Hommage au Père Fréchet

Mar 24, 2011 | 3e circonscription, Actualités | 0 commentaires

Monseigneur,

Mesdames, Messieurs,

C’est le Père Fréchet qui nous réunit une fois de plus; lui; le serviteur fervent et le soldat infatigable de l’amour de Dieu et des hommes – animé tout entier par sa foi et son  espérance.

J’ai déjà eu l’occasion d’exprimer la grande tristesse que me cause, comme à vous tous, la perte d’un frère en humanité admiré et respecté. Mais les moments de séparation et de chagrin sont aussi ceux où la reconnaissance vient au secours de la consolation. Et nous savons que nous pouvons puiser en abondance les raisons d’espérer dans l’héritage généreux que nous laisse Jean Fréchet, au terme d’une vie pétrie de passion, de lumière et de tendresse.

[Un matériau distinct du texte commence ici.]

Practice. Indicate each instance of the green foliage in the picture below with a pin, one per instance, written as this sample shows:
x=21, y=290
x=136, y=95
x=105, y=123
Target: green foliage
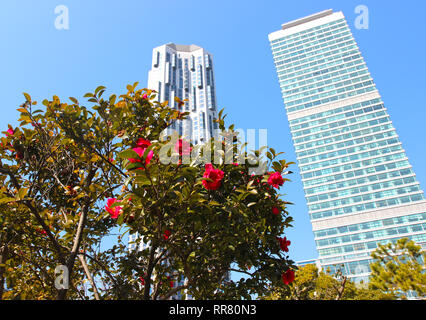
x=312, y=284
x=399, y=268
x=61, y=165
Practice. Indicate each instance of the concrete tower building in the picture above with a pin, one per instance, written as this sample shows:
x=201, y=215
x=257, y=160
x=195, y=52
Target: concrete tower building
x=186, y=72
x=359, y=185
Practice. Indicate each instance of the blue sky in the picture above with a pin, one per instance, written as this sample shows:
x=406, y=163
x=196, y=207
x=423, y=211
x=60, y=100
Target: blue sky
x=110, y=43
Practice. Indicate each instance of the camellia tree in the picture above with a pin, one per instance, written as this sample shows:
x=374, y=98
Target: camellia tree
x=73, y=175
x=399, y=268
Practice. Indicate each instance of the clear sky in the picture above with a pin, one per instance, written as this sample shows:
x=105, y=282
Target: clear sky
x=110, y=43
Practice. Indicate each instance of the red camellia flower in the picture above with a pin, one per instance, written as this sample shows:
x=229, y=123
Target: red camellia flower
x=288, y=276
x=140, y=148
x=167, y=234
x=276, y=180
x=183, y=147
x=114, y=212
x=10, y=132
x=284, y=243
x=215, y=175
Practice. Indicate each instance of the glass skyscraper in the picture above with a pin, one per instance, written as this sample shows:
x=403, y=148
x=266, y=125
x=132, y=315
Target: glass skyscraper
x=359, y=185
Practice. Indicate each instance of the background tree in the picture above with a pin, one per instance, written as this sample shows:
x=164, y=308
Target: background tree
x=312, y=284
x=399, y=268
x=73, y=175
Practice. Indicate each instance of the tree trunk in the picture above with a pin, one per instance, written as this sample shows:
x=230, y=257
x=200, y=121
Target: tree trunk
x=3, y=258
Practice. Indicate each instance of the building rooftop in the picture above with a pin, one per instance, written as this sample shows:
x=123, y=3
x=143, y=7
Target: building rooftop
x=184, y=47
x=306, y=19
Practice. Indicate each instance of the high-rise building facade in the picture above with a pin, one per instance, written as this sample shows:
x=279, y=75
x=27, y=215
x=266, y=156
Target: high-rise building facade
x=186, y=72
x=359, y=185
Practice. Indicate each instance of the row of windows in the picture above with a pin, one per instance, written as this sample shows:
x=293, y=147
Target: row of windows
x=341, y=130
x=310, y=44
x=362, y=189
x=304, y=65
x=328, y=113
x=344, y=37
x=293, y=43
x=361, y=172
x=318, y=68
x=334, y=95
x=346, y=136
x=337, y=114
x=346, y=143
x=367, y=206
x=358, y=181
x=370, y=225
x=332, y=82
x=372, y=235
x=371, y=245
x=351, y=268
x=343, y=152
x=340, y=123
x=292, y=39
x=331, y=99
x=364, y=197
x=350, y=166
x=324, y=75
x=339, y=82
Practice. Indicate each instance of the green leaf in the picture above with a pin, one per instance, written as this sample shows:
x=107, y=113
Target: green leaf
x=127, y=154
x=7, y=200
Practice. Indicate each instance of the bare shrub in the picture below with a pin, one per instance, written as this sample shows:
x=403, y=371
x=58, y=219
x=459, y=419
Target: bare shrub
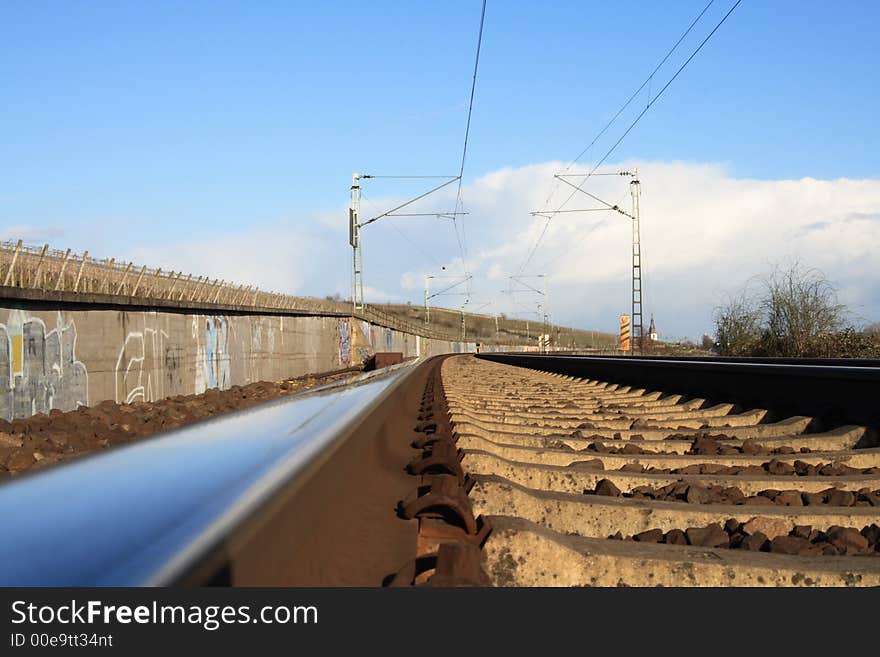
x=738, y=326
x=791, y=312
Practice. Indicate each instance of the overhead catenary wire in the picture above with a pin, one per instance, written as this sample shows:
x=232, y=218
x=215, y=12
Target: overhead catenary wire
x=626, y=104
x=402, y=234
x=462, y=241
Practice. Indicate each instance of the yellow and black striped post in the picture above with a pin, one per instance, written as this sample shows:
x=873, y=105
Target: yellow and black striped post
x=625, y=344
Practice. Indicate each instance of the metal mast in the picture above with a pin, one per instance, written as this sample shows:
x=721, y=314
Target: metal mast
x=636, y=321
x=354, y=238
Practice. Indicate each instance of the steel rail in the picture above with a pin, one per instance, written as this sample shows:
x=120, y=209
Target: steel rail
x=829, y=390
x=177, y=507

Nous l’avons connu homme de passion, bousculant, interpellant, rudoyant parfois ses interlocuteurs qu’il jugeait trop policés, trop prudents, trop raisonnables, trop résignés pour lui, qui professait que « tout homme, même le plus cabossé, était une histoire sacrée ». Il aura lutté toute sa vie, « entre la foi et la colère », pied à pied, jusqu’au bout de ses forces, posant et reposant une à une les pierres d’un royaume où les « pauvres seraient enfin les invités de la société et des églises ».

Que de fois l’ai-je rencontré, chez lui, ici, au fond de cette église Saint-Paul, au milieu des siens, les sans-toits, les sans-papiers, m’interpellant sur l’action de la municipalité, pour quelques logements de plus à mettre à disposition, pour quelques subventions de plus, pour un témoignage, une lettre, une tribune a faire paraître dans ses publications à envoyer au bout du monde, là ou la pauvreté et la précarité sont encore plus vives qu’ici…

Nous l’avons connu homme de lumière – la lumière qui éclairait son cœur de croyant et la lumière qu’il voyait en chacun, y compris tapie derrière les ombres les plus épaisses de la souffrance, de la déchéance, de la solitude. Je me souviens que la lumière, pour lui, c’était aussi très concrètement celle du village d’Hennaya. Le Père Fréchet était un ancien d’Algérie où il avait fait son service militaire, période dont il disait garder une blessure non refermée. Appelé d’un contingent « trop jeune et trop fragile pour être affronté à une guerre fratricide », il avait côtoyé là-bas à la fois des militaires qui arrivaient d’Indochine « blindés et professionnels » et des prisonniers FLN qui souffraient « dans leur dignité d’hommes de la politique de la France ». Mais sa mémoire gardait une préférence émue pour la population chrétienne et musulmane d’Hennaya, village alors relativement protégé dont il était sûr qu’il boirait le vin délicieux, au paradis, en compagnie de ses amis d’alors.

Nous l’avons connu homme de tendresse. Tendresse qu’il témoignait avec une confiante autorité aux plus endurcis par l’adversité, à ceux que la vie désertait, à ceux qu’il fallait relever encore et encore. Je me souviens que cette tendresse avait baigné son enfance, une enfance passée dans ses chères « terres froides », pays qu’il évoquait avec un bonheur toujours neuf, comme lorsqu’il se rappelait la batteuse du Passage, « de loin la plus moderne de la région » et les fiers sourires avec lesquels ses camarades et lui regardaient les batteuses des villages voisins – Saint Ondras, Saint Didier, Saint André…

Homme intransigeant, aux convictions et aux engagements radicalement sincères, homme de passion, de lumière et d’infinie tendresse, le Père Fréchet nous ramenait sans cesse et sans concession à une exigence première, « la plus grande des choses » : l’amour de l’autre, sans condition.

Merci à Jean Fréchet, merci à tous ceux qui l’ont accompagné dans sa vie de batailles, et qui assurent déjà la relève. Dans l’actualité sombre et tourmentée que nous traversons, le témoignage de cette vie accomplie donne sans aucun doute des raisons de poursuivre les combats entrepris et surtout d’espérer.